Production pattern — cProfile.Profile() context-manager (cross-link M06 урок 04 — __enter__ / __exit__ protocol):

import cProfile

with cProfile.Profile() as profile:
    main()                      # любой code — не string-eval
    do_other_work()

profile.dump_stats('/tmp/stats.prof')

Преимущества:

Не string-eval — типобезопасно, IDE-friendly, works со closures / locals.
Composable — можно открыть Profile вручную: p = cProfile.Profile(); p.enable(); ...; p.disable().
Selective regions — wrap только hot path, не всю программу.
Контекст-менеджер автоматически enable() / disable() через __enter__ / __exit__ (M06 урок 04 protocol — Profile реализует tri-arg __exit__).
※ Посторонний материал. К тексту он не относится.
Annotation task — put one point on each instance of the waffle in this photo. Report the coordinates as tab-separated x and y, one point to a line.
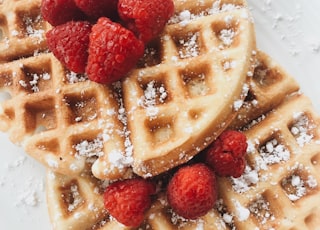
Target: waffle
280	186
181	95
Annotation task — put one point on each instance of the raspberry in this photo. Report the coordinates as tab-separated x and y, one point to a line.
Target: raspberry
227	154
69	43
98	8
192	191
128	200
57	12
146	18
113	51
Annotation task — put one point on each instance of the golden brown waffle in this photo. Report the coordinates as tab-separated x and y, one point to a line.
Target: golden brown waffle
268	87
21	29
280	186
178	99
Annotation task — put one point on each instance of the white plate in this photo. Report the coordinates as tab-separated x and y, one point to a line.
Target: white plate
287	30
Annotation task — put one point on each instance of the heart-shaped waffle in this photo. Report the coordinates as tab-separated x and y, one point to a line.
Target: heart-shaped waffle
182	94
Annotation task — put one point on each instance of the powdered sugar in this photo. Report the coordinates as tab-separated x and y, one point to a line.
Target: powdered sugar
301	129
274	152
89	149
190	47
153	94
185	16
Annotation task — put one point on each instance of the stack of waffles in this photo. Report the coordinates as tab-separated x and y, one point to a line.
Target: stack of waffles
201	76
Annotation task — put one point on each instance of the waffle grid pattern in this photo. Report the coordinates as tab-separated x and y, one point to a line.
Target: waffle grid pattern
64	120
277	191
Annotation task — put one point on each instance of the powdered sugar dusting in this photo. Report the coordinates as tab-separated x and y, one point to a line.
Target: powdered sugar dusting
301	129
153	94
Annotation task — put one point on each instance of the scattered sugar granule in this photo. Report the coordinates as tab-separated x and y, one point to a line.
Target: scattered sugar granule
75	199
299	187
261	209
226	36
273	152
301	128
312	182
242	213
190	47
52	163
152	94
119	160
249	178
238	103
31	31
35	79
89	148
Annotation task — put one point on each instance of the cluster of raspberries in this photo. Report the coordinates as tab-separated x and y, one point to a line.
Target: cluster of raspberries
192	190
103	38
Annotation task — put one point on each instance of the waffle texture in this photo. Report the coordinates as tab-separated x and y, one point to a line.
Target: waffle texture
280	186
178	99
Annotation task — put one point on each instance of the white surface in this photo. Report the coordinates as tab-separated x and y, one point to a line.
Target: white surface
288	30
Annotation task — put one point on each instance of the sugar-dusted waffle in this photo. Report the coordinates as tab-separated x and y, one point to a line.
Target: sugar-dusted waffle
280	186
182	94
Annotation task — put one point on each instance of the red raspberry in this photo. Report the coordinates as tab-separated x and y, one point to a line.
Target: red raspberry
192	191
146	18
57	12
128	200
227	154
113	51
98	8
69	43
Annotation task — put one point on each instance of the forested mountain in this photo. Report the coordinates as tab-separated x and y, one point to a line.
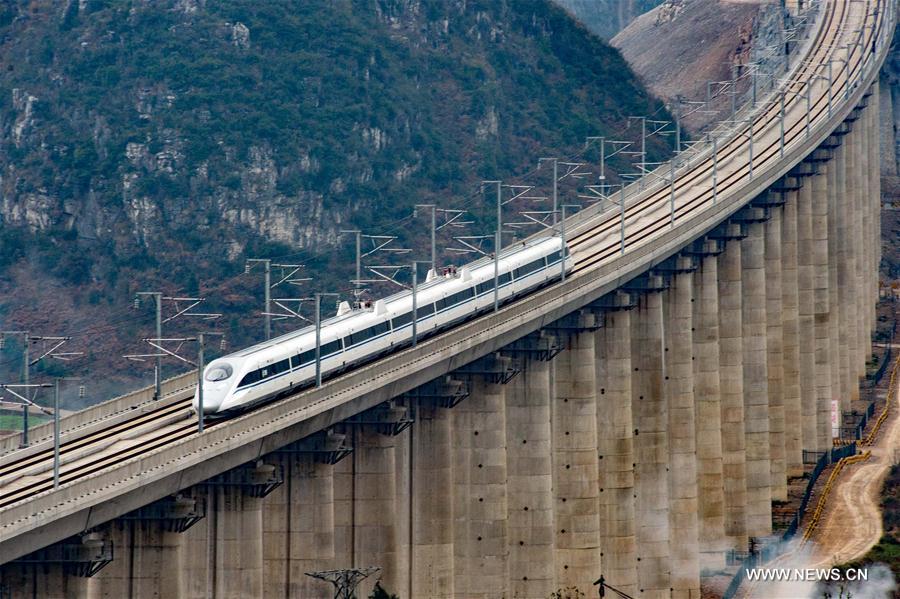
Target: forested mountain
157	144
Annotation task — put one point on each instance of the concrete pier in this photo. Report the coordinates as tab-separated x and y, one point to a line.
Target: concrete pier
576	460
756	393
679	390
530	481
775	353
480	492
822	309
432	503
615	431
708	411
793	436
651	441
805	282
731	384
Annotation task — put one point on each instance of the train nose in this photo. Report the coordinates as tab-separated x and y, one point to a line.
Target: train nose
212	399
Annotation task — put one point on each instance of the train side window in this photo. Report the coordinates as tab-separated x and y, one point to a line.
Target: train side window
329	348
405	319
279	367
249	378
307	357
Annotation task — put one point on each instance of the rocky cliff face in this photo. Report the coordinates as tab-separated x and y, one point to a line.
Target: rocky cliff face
155	145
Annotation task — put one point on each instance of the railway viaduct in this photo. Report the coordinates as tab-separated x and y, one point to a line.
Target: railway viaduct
635	421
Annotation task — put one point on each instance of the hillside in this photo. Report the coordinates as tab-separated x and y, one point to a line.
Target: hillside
156	145
607	17
709	40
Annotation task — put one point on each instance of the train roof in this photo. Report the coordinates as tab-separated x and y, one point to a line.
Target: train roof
481	262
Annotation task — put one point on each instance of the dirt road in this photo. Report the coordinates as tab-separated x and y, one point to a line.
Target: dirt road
852	522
Cross-link M06 урок 04: context-manager protocol — это именно __enter__ устанавливает invariant (profiler enabled) + __exit__ гарантирует cleanup (disabled даже при exception). Тот же pattern что with open(...), with lock, with tracemalloc.taking_snapshot() (урок 03).

Cite docs.python.org/3/library/profile.html.

`pstats.Stats` — `sort_stats`, `print_stats`, output columns

Сохранённый .prof файл анализируется через pstats.Stats:

import pstats

stats = pstats.Stats('/tmp/stats.prof')
stats.strip_dirs()                          # remove leading paths from filenames
stats.sort_stats('cumulative')               # sort options below
stats.print_stats(20)                        # top-20 functions

sort_stats(key) — что использовать как primary sort:

Key	Meaning	When to use
`'cumulative'`	Cumulative time (включая subcalls)	Default for top-down analysis — find slow chains
`'tottime'`	Total time внутри функции (без subcalls)	Find self-time hotspots — leaf bottlenecks
`'ncalls'`	Call count	Find functions called too often
`'name'`	Sort by function name	Alphabetic — debugging
`'pcalls'`	Primitive call count (без recursion)	Distinguish от ncalls для recursive code

Output columns (4 первых time-related):

   ncalls   tottime   percall   cumtime   percall   filename:lineno(function)
        1     0.040     0.040     0.045     0.045   slow_demo.py:8(main)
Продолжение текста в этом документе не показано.